We need to grow up as an industry and accept that using a seatbelt doesn't mean that you're a bad driver. Shit happens.

> C is actually great and is only really dangerous because it gives the programmer so much control.

This doesn't actually refute the assertion that C is dangerous :)

Control and increased safety are not mutually exclusive. I'll take safe-by-default, unsafe-when-asked any day. It's not 1972 anymore.

"Programmers using C are considered dangerous"
C actually gives one rather limited control over modern hardware with it's memory hierarchies and superscaler CPUs. Programming language research has also moved on a lot since the 70's, which is why we should be considering less dangerous languages (e.g. better type systems and less undefined behaviour). Languages like ATS and Rust also support explicit memory management, whilst being a whole lot safer.
C alone doesn't provide the control directly, but you as a programmer can absolutely leverage C to take control of the memory hierarchies by controlling your data access patterns. IOW, high locality of reference.
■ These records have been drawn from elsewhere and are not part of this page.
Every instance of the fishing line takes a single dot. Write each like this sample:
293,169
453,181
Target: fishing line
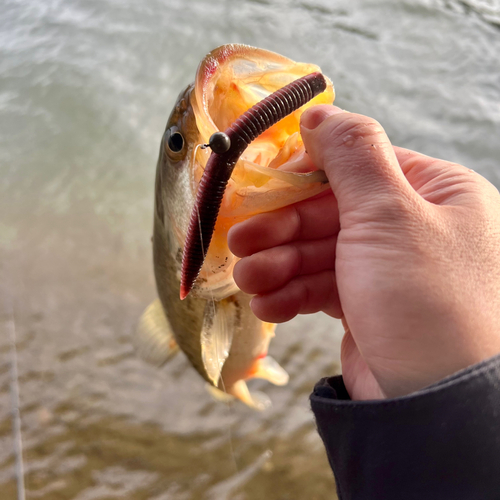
16,415
228,403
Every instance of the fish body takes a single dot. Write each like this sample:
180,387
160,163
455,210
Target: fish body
214,326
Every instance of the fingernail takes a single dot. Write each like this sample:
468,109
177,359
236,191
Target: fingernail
316,115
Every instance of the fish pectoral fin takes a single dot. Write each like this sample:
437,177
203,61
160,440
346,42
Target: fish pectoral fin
154,340
269,369
217,394
216,336
256,400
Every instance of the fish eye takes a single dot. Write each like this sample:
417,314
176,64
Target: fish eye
175,141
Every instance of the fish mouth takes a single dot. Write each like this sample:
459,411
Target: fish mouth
257,98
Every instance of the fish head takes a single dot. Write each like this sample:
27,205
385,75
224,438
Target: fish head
274,170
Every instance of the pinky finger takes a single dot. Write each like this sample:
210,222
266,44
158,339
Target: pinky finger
303,295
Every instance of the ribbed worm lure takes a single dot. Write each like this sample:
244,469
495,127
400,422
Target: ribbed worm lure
227,147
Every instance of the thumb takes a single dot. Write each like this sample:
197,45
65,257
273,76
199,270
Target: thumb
358,159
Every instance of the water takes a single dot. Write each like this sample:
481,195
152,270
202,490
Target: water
85,90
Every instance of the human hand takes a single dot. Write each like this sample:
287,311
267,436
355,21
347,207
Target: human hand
406,251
Good C-compilers will most of the time take care of the superscalar CPU friendliness. When they don't, you can always drop down to the assembler level, and it'll mesh well with C.

High-locality of reference can be achieved in any language that supports unboxed types, it doesn't require C (even a very high-level language like Haskell has support for this). But this is a long way from having complete control how each memory heirarchy is used.

Likewise most static languages defer to the compiler for CPU-specific performance optimisations and will permit foreign native calls into C or ASM where necessary. So I don't see how this is an argument in C's favour.

> High-locality of reference can be achieved in any language that supports unboxed types, it doesn't require C (even a very high-level language like Haskell supports this).

You often also need correct alignment. Cache-line or page. Your unboxed access across two pages can cause two TLB misses, L1 misses etc. Not to mention two page faults.

Sometimes you need to ensure two (or more) buffers are NOT aligned in a particular way to avoid interfering with CPU caching mechanisms.

The only support C is giving you for this is that it has sized unboxed types (and raw pointer access). Even then, you'd have to trust the compiler and take measurements to be sure.
Even in the 70's there was NEWP, PL/I, PL/S, PL/8, Concurrent Pascal, Mesa, BLISS, Modula-2, ....

C wins them all in implicit conversions and opportunities for memory corruption.

Their major sin was to be tied to commercial OSes, instead of one with source code available for a symbolic price to universities.

Are you suggesting that other languages provide more control over modern hardware?
Yes. Currently access to modern hardware features are either via cumbersome APIs (e.g. NUMA, AVX intrinsics), handled via the OS (e.g. paging, scheduling), or handled via the hardware itself (cache memory hierarchy). The problem will get worse as modern CPUs and machines continue to diverge from those originally targetted by C in the 1970s.